In questa domenica il Vangelo ci offre il messaggio più importante, l'amore per i nemici, per chi ci offende, per chi ci fa del male anche in rapporti affettivi. Gesù chiede ai suoi discepoli non soltanto di sopportare i nemici e di essere pazienti con loro, ma addirittura di amarli. La reazione spontanea all'opposizione di un nemico è quello di rispondere con un'opposizione analoga. Quando c'è stata violenza da una parte, la reazione spontanea dell'altra parte è di rispondere con una violenza simile, anzi maggiore.

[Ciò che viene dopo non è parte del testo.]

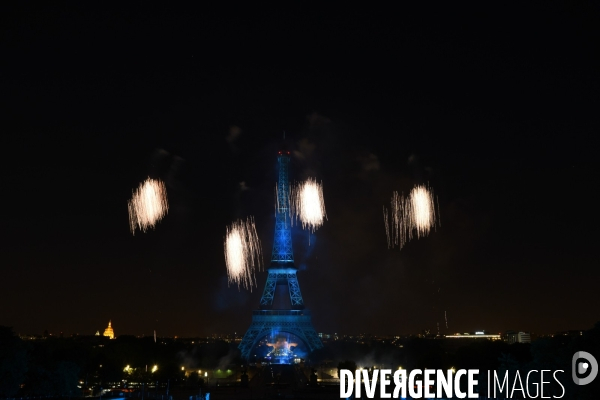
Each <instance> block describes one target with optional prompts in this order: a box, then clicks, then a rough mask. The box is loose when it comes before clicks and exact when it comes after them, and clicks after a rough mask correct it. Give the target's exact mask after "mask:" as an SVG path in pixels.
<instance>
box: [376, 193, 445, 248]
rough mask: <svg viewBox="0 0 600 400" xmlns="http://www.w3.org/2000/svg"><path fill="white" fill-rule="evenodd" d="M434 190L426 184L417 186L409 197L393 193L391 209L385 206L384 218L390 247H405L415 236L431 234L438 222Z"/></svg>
mask: <svg viewBox="0 0 600 400" xmlns="http://www.w3.org/2000/svg"><path fill="white" fill-rule="evenodd" d="M435 210H436V204H435V201H434V196H433V190H431V189H430V188H429V187H427V186H425V185H417V186H415V187H414V188H413V189H412V190H411V192H410V194H409V195H408V197H404V195H399V194H398V192H393V193H392V200H391V202H390V210H389V211H388V209H386V208H385V206H384V207H383V220H384V223H385V234H386V237H387V242H388V248H392V247H394V246H398V247H399V248H400V249H402V248H403V247H404V245H405V244H406V242H408V241H410V240H411V239H412V238H413V237H414V236H416V237H417V238H421V237H424V236H427V235H429V232H430V231H431V229H432V228H435V226H436V225H437V224H438V219H437V215H436V212H435Z"/></svg>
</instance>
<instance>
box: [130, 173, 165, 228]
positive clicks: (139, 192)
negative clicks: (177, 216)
mask: <svg viewBox="0 0 600 400" xmlns="http://www.w3.org/2000/svg"><path fill="white" fill-rule="evenodd" d="M127 208H128V209H129V227H130V228H131V233H132V234H134V235H135V230H136V228H137V229H139V230H141V231H142V232H146V230H147V229H148V228H150V227H152V228H153V227H154V226H155V225H156V223H157V222H158V221H160V220H161V219H162V218H163V217H164V216H165V215H166V214H167V212H168V211H169V203H168V201H167V188H166V187H165V184H164V182H162V181H160V180H156V179H150V178H148V179H146V180H145V181H144V182H142V183H141V184H140V186H139V187H138V188H137V190H135V191H134V192H133V196H132V197H131V200H129V202H128V203H127Z"/></svg>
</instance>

Invece Gesù ci dice: "Amate i vostri nemici, fate del bene a coloro che vi odiano". Quindi egli ci chiede non soltanto di avere un affetto, un sentimento nei confronti dei nemici, bensì una disposizione concreta di far loro del bene, cioè un amore effettivo, il che è ancora più difficile, anzi impossibile senza il dono sacramentale.

Gesù poi dice per vincere il male con il bene: "Benedite coloro che vi maledicono, pregate per coloro che vi maltrattano". Questo è lo specifico del cristiano, dell'umanesimo cristiano, in quanto è lo specifico del rapporto di Cristo con noi. Mi mamma era severissima e mio papa: "di una preghiera e falle un servizio e vedrai che cambia…".

Dobbiamo chiederci se abbiamo questa consapevolezza, questa disposizione interiore, senza la quale non siamo veramente uniti al dono di Cristo. Per essere uniti a lui, dobbiamo accogliere questo comando: "Amate i vostri nemici". Il che vuol dire che il nostro fine dev'essere anzitutto quello di far trionfare l'amore.

Spontaneamente noi siamo portati a far trionfare noi stessi. Per            questo all'opposizione e all'odio rispondiamo con un'opposizione e con un odio altrettanto forti, anzi ancora più forti, sperando così di aver il sopravvento. Siamo contenti quando riusciamo a respingere i nemici, provocando loro delle perdite. Invece, Gesù ci chiede di avere come fine il progresso nell'amore, anzitutto nel nostro cuore, ma anche nel cuore degli altri.

Il progresso nell'amore nel nostro cuore si ha resistendo agli impulsi di odio e di vendetta che nascono spontaneamente in noi stessi quando siamo trattati male, ingiustamente e crudelmente. Non dobbiamo accettare che il male vinca in noi. Il che avviene quando provoca l'odio. Invece, noi vinciamo il male, se conserviamo – anzi accresciamo – in noi l'impulso dell'amore, della benevolenza. "Dove non c'è l'amore, mettere l'amore": ecco l'ideale, il compito dei cristiani. Allora l'amore sarà veramente vittorioso.

Ma per far questo, dobbiamo pensarlo e desiderarlo, come Gesù. Egli infatti non ha cercato il proprio interesse, ma il bene di tutti, perché non c'è nulla di più bello e di più grande di questo amore, che conferisce alla persona tutta la sua dignità

Una persona in cui non c'è amore, non ha una vera dignità di figlio di Dio che è amore, mentre una persona in cui l'amore è presente e supera tutti gli ostacoli, ha questa dignità

Gesù continua dicendo: "Siate misericordiosi com'è misericordioso il Padre vostro". Il nostro Padre celeste ha una misericordia infinita. Vuol bene ai peccatori, cerca il loro vero bene; non cerca di far prevalere nei loro cuori la propria potenza, ma il proprio amore, come la Regina dell'amore, della pace, la Madre del lungo cammino.